I had some work in an exhibition that accompanied the latest TECHNE student congress. I used the opportunity for an experiment. As part of my research, I have been finding new ways to engage with mathematical texts and consider the various structures present therein–to deconstruct them, more or less.

 

In this example, I took a paper and cut out any sections that seemed surprisingly emotive or less precise than usual. Reflecting on what this produced, I had the feeling that many of these were pragmatic, or instances of the authors appealing to relevant contextual knowledge that a reader might be expected to hold about the discipline or the values and expectations shared therein. From another perspective, it resulted in some rather curious poetry.

 

I felt it might be interesting to empower a group of non-mathematicians to similarly experiment with a section of a paper, to shift things so that it might not only be perceived as something in an unknown code that is therefore entirely distant and inaccessible, but as something with its roots in other traditions of writing and sharing that could therefore be approached from this perspective. The results were interesting.

 

Several small poems showed up, tucked into corners of the board. The visual fascination with notation was in evidence, slices made that zoomed through some particular expression. The most popular approach though was to work with the physical form of the paper and its properties, something that even as a sculptor I had actually tended to forget.
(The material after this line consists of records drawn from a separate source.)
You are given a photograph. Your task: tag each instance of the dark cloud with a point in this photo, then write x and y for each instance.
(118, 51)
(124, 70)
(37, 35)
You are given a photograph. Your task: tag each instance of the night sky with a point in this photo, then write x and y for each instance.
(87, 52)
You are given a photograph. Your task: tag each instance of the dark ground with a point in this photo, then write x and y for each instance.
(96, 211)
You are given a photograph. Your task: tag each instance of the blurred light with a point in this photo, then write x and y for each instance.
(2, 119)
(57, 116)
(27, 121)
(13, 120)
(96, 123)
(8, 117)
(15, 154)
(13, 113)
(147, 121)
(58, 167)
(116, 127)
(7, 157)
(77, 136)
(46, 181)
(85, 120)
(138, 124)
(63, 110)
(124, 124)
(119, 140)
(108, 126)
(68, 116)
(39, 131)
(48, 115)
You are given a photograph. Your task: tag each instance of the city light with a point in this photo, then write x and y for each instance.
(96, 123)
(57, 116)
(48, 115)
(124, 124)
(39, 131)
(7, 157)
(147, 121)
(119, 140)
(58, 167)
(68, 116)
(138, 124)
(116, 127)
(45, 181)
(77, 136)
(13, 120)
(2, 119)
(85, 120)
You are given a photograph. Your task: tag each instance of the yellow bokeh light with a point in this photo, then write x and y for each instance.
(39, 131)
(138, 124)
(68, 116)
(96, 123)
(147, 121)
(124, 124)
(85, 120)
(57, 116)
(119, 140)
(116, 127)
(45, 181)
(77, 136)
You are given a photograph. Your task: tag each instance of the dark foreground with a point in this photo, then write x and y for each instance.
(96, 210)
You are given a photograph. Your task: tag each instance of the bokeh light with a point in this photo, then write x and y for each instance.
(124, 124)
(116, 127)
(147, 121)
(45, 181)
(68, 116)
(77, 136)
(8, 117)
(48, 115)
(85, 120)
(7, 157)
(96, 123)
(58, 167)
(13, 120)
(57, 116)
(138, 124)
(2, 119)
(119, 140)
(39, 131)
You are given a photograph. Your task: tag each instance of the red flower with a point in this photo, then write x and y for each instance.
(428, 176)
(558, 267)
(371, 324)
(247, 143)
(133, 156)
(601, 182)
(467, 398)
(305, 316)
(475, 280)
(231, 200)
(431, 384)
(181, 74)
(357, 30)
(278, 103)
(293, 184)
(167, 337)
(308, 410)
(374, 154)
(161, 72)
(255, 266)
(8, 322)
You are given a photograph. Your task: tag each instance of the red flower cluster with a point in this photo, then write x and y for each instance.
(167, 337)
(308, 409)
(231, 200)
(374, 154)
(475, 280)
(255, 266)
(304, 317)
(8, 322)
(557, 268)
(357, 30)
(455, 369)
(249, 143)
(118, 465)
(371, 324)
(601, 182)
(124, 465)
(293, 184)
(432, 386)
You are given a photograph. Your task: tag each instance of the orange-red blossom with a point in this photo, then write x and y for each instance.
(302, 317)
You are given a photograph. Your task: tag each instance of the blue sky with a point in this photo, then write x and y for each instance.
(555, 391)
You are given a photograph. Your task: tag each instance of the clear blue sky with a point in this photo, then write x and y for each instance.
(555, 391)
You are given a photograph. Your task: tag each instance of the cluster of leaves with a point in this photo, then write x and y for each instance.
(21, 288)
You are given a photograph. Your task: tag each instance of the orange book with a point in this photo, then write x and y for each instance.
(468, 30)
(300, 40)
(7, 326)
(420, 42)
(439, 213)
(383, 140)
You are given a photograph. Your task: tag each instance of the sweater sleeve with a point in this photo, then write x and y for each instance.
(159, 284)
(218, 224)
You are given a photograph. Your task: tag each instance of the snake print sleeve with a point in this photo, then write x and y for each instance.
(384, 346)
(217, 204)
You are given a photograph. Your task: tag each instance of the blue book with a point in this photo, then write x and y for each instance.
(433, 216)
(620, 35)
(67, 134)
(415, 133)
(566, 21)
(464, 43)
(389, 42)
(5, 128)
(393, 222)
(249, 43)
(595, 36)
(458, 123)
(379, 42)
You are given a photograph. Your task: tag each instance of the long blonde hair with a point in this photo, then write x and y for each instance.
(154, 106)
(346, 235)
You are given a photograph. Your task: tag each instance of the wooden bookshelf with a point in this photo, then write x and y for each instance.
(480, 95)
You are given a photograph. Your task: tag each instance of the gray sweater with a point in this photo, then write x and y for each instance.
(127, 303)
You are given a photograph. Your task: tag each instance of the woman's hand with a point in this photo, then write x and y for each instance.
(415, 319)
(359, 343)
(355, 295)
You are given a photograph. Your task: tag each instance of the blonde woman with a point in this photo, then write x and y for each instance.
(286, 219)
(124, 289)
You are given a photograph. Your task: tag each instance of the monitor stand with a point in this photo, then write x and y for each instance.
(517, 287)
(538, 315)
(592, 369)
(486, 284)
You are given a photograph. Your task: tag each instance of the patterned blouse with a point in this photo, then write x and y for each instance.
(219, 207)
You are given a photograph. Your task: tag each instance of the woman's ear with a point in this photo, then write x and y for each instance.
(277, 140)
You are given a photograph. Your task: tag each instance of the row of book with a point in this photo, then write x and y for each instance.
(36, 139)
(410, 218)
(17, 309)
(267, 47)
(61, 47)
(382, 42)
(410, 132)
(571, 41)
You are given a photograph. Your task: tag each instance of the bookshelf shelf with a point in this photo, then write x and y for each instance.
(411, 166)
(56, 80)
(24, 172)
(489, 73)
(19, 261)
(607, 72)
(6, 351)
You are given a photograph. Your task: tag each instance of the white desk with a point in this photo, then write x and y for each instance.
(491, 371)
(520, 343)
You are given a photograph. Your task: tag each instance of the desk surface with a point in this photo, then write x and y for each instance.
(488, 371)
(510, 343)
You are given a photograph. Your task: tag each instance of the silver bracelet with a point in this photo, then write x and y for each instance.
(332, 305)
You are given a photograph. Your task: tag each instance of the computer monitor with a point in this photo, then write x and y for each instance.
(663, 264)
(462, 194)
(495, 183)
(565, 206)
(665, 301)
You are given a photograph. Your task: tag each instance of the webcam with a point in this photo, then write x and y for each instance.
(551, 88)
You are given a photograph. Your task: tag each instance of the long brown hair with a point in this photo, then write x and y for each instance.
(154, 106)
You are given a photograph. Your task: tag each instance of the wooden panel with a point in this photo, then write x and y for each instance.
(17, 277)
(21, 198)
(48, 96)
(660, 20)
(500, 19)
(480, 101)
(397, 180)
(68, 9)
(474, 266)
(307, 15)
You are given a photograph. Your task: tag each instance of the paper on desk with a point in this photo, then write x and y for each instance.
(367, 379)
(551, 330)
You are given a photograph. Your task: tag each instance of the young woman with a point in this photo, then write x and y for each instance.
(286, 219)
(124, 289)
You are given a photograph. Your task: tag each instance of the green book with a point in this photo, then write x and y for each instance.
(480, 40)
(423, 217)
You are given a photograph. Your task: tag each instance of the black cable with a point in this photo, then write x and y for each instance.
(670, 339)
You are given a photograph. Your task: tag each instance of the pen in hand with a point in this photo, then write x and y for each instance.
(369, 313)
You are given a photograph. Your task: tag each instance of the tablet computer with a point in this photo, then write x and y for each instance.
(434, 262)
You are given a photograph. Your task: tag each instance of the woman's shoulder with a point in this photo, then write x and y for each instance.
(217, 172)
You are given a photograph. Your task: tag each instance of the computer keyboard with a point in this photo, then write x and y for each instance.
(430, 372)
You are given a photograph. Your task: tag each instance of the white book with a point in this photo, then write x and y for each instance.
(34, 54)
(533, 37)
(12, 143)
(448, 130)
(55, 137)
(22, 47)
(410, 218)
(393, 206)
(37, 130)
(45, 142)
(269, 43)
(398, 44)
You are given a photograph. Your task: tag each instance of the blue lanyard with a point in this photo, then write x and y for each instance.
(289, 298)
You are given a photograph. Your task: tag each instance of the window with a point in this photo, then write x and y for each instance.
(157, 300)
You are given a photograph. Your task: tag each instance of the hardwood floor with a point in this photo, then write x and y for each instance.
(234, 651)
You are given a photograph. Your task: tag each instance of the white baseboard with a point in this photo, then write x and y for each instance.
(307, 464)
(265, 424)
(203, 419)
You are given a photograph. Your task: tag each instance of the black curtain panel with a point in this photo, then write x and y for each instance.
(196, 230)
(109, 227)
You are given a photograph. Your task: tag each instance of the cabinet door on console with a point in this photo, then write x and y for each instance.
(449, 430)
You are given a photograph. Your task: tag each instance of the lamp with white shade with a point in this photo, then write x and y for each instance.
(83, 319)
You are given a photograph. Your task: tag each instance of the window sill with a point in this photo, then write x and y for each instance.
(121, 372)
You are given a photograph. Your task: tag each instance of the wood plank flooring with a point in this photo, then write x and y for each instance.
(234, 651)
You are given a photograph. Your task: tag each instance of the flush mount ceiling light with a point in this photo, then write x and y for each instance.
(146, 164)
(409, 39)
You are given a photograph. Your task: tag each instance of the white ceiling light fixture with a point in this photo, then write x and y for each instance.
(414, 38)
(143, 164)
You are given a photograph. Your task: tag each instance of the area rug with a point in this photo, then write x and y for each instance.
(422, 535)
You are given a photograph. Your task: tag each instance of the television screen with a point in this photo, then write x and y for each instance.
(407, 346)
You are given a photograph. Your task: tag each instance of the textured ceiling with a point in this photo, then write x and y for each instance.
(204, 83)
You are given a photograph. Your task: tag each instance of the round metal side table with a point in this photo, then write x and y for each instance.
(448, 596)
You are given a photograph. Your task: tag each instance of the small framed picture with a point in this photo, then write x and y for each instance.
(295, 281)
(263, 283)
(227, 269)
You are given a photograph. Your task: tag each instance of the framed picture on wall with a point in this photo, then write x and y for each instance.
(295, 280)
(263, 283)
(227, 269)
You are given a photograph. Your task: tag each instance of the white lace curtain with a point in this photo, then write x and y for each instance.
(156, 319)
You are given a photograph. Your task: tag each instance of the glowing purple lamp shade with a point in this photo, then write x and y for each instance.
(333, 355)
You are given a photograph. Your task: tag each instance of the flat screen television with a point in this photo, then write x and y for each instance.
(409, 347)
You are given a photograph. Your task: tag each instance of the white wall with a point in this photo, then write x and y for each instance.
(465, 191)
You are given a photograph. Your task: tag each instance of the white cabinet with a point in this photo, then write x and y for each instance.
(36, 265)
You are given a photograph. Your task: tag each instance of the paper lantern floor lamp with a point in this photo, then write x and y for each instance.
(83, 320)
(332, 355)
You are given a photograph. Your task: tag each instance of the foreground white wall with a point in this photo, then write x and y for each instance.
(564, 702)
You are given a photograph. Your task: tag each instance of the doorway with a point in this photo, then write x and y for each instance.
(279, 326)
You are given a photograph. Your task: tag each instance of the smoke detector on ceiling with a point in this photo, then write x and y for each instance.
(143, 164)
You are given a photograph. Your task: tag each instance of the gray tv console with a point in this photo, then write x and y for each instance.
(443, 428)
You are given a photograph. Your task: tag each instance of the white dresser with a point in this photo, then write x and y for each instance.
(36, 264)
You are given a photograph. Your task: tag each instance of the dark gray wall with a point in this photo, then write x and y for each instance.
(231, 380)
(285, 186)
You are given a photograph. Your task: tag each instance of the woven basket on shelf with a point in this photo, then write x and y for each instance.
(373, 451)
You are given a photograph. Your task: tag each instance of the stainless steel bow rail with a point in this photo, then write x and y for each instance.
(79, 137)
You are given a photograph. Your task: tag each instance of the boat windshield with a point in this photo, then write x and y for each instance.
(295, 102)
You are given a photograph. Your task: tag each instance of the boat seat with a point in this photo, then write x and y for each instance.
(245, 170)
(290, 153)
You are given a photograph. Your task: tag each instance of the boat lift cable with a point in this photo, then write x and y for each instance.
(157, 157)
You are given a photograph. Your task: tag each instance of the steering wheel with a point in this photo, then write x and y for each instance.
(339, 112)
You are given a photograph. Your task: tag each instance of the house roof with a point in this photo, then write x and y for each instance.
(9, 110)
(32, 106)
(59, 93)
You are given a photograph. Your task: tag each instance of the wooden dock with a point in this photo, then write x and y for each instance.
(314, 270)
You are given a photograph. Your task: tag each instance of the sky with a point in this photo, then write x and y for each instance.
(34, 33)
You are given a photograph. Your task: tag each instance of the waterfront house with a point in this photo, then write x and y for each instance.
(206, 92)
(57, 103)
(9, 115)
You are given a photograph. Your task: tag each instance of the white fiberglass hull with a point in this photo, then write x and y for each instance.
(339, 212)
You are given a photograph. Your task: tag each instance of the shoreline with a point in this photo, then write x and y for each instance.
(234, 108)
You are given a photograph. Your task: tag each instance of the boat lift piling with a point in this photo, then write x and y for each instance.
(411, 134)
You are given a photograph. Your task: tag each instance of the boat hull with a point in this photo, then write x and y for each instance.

Content had, thus far, been winning out over form. Slices were looped into rollercoasters, folded to make sharp edges, twisted and abused to make tortured three-dimensional structures that stood up proud. A sheet that had long slices in it to cut out particular parts became an armadillo, rounded and fat. It is easy to forget that this material, which we have processed so much to make it serve as a quiet, transparent, neat and flat medium, doing all it can not to interfere with the ideas it is a vehicle for, has a physicality that can be built with.

What I’d like to do next is to try the same experiment with a group of mathematicians. My initial prediction is that they will be more inclined to engage with the written content, to organise according to similarity or function, but perhaps I will be wrong. It may be that just asking ‘what can you do with this?’ is enough to turn a sheet of paper back into a sheet of paper.